In fields such as petroleum exploration, mining, and water pollution analysis, data are available at specific spatial locations (such as experimental stations positioned above the ground or at certain distances in the air), and the goal is to predict unsampled locations. The unsampled locations are often mapped on a regular grid, and the predictions are used to produce surface plots or contour maps.
Version 8 includes procedures that correspond to the two steps for spatial prediction for two-dimensional data. The VARIOGRAM procedure computes the sample or empirical measure of spatial continuity (the semivariogram or covariance), which is then used in determining the theoretical semivariogram model by graphical or other means. The KRIGE2D procedure performs ordinary kriging at specified points using the theoretical model. Results are usually displayed by using the GPLOT or G3D procedure or SAS/INSIGHT software.
The GENMOD procedure has been enhanced in several key ways for this release. The procedure now includes an LSMEANS statement that provides an extension of least squares means to the generalized linear model. In addition, an ESTIMATE statement has been added, and the negative binomal distribution is now supported with the new DIST=NEGBIN option in the MODEL statement.
The GEE facilities have also been updated. Type 3 tests are now available for model effects, and the CONTRAST statement now can be used for the GEE parameter estimates. The LSMEANS and ESTIMATE statements are also supported. The method of alternating logistic regression is now available as well as some facility for handling ordinal response data.
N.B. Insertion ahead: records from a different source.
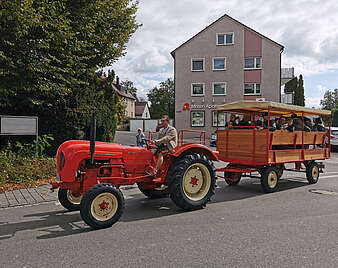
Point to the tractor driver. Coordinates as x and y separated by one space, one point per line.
166 142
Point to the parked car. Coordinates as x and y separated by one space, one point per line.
213 139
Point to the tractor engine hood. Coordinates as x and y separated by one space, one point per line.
71 153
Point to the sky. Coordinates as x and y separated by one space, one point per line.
308 29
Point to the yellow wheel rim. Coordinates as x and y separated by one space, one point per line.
196 181
315 173
104 206
76 200
272 179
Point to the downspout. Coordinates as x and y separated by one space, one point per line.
280 74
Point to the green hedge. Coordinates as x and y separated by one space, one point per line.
24 169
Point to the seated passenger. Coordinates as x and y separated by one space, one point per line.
318 125
272 124
307 124
236 123
232 120
278 123
297 122
258 122
245 122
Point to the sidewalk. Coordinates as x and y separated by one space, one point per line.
27 196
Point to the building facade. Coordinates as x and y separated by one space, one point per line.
225 62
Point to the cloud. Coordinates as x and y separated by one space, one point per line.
307 28
312 102
321 88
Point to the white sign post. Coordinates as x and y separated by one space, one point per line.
19 125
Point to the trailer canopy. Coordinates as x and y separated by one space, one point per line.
274 107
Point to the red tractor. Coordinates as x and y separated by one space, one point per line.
91 173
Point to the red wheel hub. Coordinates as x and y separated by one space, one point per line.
103 205
193 181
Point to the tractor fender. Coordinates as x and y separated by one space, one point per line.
196 148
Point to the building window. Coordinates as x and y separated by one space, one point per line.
221 119
197 65
197 89
219 64
252 89
252 63
197 118
219 88
223 39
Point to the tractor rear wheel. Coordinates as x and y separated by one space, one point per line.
102 206
234 176
68 200
158 192
192 181
269 180
312 172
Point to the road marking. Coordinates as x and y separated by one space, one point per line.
317 191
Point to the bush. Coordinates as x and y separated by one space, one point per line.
23 169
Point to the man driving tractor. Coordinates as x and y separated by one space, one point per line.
166 142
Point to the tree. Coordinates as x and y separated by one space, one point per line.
50 51
162 99
296 86
129 85
330 100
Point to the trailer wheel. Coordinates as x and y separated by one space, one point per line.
192 181
280 169
158 192
312 172
68 200
102 205
269 180
235 176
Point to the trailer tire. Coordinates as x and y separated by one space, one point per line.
68 200
102 205
158 192
312 172
269 179
237 176
193 180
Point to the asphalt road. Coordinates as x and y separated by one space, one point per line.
241 227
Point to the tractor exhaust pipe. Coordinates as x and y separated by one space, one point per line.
92 136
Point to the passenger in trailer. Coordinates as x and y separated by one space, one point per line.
318 125
290 127
245 123
232 120
258 122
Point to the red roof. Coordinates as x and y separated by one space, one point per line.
123 93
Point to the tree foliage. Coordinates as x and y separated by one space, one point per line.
129 85
296 86
330 100
49 53
162 99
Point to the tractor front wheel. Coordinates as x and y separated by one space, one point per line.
192 181
102 206
158 192
68 200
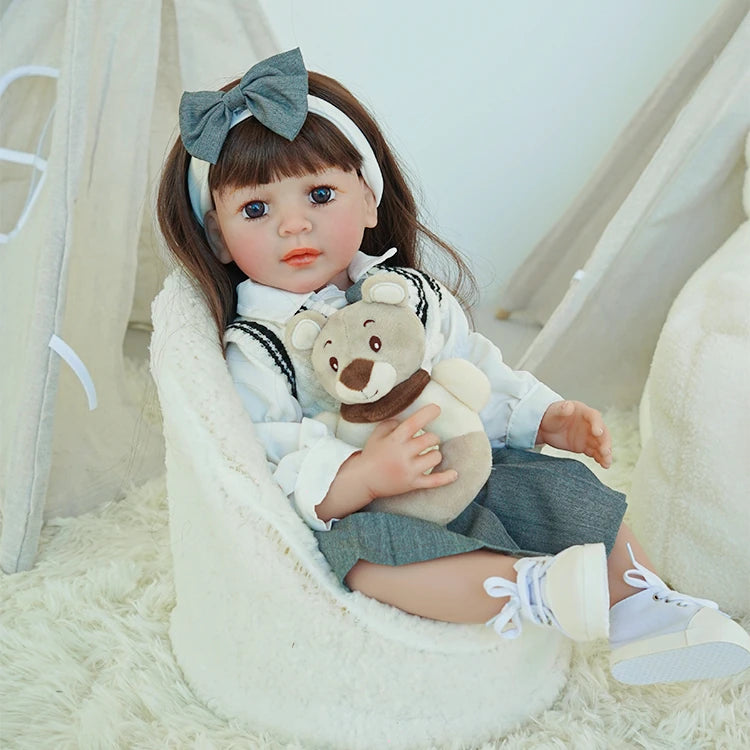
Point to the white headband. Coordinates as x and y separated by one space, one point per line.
197 177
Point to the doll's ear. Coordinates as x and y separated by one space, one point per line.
386 287
302 330
215 237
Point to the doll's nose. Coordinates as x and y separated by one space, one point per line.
294 222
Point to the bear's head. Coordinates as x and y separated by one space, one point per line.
362 351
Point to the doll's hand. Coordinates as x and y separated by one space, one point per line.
573 426
391 463
397 455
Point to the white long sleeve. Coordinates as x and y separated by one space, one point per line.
303 455
518 400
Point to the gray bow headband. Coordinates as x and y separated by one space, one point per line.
274 92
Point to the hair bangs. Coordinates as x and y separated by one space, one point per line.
254 155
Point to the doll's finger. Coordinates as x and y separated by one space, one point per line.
386 427
425 441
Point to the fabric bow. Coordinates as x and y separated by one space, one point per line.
274 91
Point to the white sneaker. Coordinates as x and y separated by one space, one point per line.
660 635
568 591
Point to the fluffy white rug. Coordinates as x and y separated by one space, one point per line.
85 660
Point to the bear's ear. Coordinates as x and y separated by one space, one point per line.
302 330
386 287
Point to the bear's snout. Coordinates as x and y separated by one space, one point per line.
356 375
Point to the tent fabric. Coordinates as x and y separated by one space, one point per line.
600 325
691 481
86 261
259 613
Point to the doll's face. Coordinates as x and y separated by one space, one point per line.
296 234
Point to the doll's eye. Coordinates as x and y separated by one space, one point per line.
322 194
254 209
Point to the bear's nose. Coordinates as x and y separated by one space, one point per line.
356 375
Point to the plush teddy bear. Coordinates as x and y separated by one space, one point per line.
368 356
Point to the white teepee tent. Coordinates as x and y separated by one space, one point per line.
78 264
665 198
89 91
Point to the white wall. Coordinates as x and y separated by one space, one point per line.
499 110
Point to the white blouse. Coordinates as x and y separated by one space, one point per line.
303 455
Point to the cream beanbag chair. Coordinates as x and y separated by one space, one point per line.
690 500
263 631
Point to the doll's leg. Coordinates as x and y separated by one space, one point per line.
446 588
567 591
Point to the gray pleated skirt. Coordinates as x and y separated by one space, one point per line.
532 504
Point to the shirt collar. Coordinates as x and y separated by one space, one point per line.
261 302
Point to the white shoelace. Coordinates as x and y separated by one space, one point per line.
524 599
642 578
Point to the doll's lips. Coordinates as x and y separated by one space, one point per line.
301 256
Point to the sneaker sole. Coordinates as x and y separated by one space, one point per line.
680 657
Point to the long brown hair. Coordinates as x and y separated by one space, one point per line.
253 155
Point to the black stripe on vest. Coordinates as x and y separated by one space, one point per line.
273 346
416 279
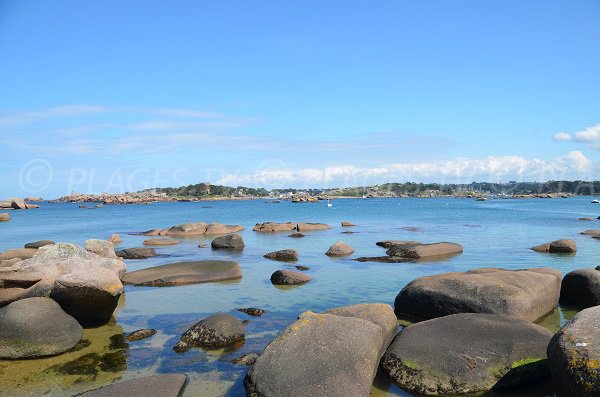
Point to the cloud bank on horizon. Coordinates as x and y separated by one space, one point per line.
92 148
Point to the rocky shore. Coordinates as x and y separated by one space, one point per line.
470 332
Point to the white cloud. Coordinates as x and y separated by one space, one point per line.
562 137
573 165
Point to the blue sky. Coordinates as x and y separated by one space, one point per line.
123 95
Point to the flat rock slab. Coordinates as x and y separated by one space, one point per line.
420 251
161 241
525 294
319 355
468 353
164 385
574 355
36 327
581 287
182 273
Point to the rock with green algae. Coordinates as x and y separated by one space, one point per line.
468 353
574 355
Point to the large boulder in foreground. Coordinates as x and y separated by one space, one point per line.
214 332
287 255
161 385
581 288
274 227
36 327
334 355
525 294
468 353
340 249
303 226
182 273
229 241
420 251
87 286
574 355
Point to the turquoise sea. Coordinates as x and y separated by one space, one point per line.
494 233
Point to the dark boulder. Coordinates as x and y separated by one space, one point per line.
581 288
525 294
182 273
468 353
36 327
574 356
213 332
230 241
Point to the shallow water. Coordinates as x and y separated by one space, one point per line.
495 233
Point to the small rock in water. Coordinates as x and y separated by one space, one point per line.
246 359
213 332
289 277
252 311
140 334
287 255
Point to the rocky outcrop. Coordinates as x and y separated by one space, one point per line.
274 227
468 353
36 327
574 355
161 385
340 249
420 251
87 286
213 332
136 253
182 273
39 244
289 277
332 354
581 288
303 226
525 294
287 255
161 241
229 241
101 247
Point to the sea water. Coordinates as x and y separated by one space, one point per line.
494 233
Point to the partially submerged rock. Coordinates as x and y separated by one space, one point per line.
101 247
420 251
160 385
287 255
468 353
213 332
323 355
274 227
140 334
182 273
36 327
161 241
525 294
574 355
289 277
39 244
303 226
229 241
136 253
340 249
581 288
87 286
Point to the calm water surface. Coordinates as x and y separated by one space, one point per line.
494 233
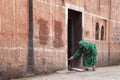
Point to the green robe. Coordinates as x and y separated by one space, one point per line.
89 59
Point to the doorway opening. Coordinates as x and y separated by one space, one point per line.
74 35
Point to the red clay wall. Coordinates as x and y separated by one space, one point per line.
50 33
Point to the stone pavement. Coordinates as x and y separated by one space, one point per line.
103 73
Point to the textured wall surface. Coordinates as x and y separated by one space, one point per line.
43 47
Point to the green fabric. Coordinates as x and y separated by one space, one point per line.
89 58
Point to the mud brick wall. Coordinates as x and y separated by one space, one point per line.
33 34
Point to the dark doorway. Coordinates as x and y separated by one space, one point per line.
74 35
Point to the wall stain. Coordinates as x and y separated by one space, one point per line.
58 31
43 31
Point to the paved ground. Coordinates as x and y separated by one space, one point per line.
103 73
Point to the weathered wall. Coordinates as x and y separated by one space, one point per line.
50 34
13 37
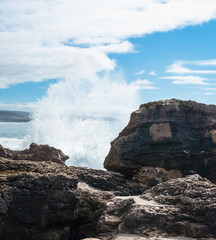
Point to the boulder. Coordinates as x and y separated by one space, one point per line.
51 201
178 207
171 134
39 153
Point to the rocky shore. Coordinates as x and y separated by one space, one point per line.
160 183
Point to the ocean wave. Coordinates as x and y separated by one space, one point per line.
12 143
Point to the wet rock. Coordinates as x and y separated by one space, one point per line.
48 200
150 176
171 134
179 207
40 153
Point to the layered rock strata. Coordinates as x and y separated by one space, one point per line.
173 135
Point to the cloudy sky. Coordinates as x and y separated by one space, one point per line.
163 48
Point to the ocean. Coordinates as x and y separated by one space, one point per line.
13 135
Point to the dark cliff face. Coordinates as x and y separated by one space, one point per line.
171 134
42 198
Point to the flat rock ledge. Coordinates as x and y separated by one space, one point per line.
47 200
160 183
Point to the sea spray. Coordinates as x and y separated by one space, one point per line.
82 116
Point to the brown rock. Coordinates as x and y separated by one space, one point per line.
171 134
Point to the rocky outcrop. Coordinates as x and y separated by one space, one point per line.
36 153
51 201
172 134
47 200
184 206
42 198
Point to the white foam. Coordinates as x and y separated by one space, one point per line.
12 143
82 117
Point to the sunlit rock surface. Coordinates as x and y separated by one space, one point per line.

Occasionally, you are faced with badly scaled or ill-conditioned data. The ORTHOREG procedure was developed for those cases that the GLM and REG procedures are not designed to handle. PROC ORTHOREG uses the QR algorithm to produce numerically precise estimates. The procedure has been enhanced to accept a CLASS statement and GLM-like model specification so that it can handle a broader range of statistical models. In addition, the output has been enhanced to include additional statistics and model information.
In response to many requests from users, a number of procedures now include additional support for confidence limits. For example, in the GLM procedure you can specify the CLPARM option to request confidence limits for the parameter estimates (with SOLUTION) and results of the ESTIMATE statement. The CLB option in the REG procedure produces confidence limits for the regression estimates it produces. The UNIVARIATE procedure produces confidence limits for a variety of distributional parameters.
The work of providing exact p-values where plausible continues with the Version 8 release. Monte Carlo simulation is now available for computing exact p-values in both the FREQ and NPAR1WAY procedures; it is useful in some situations in which the default exact algorithms are not feasible. The new MAXTIME option in the EXACT statement specifies a quitting time if exact computations are not completed. New nonparametric tests for scale differences in the NPAR1WAY procedure Siegal-Tukey, Ansari-Bradley, Klotz, and Mood include exact p-values, and the new test for binomial proportions in the FREQ procedure also includes exact p-values.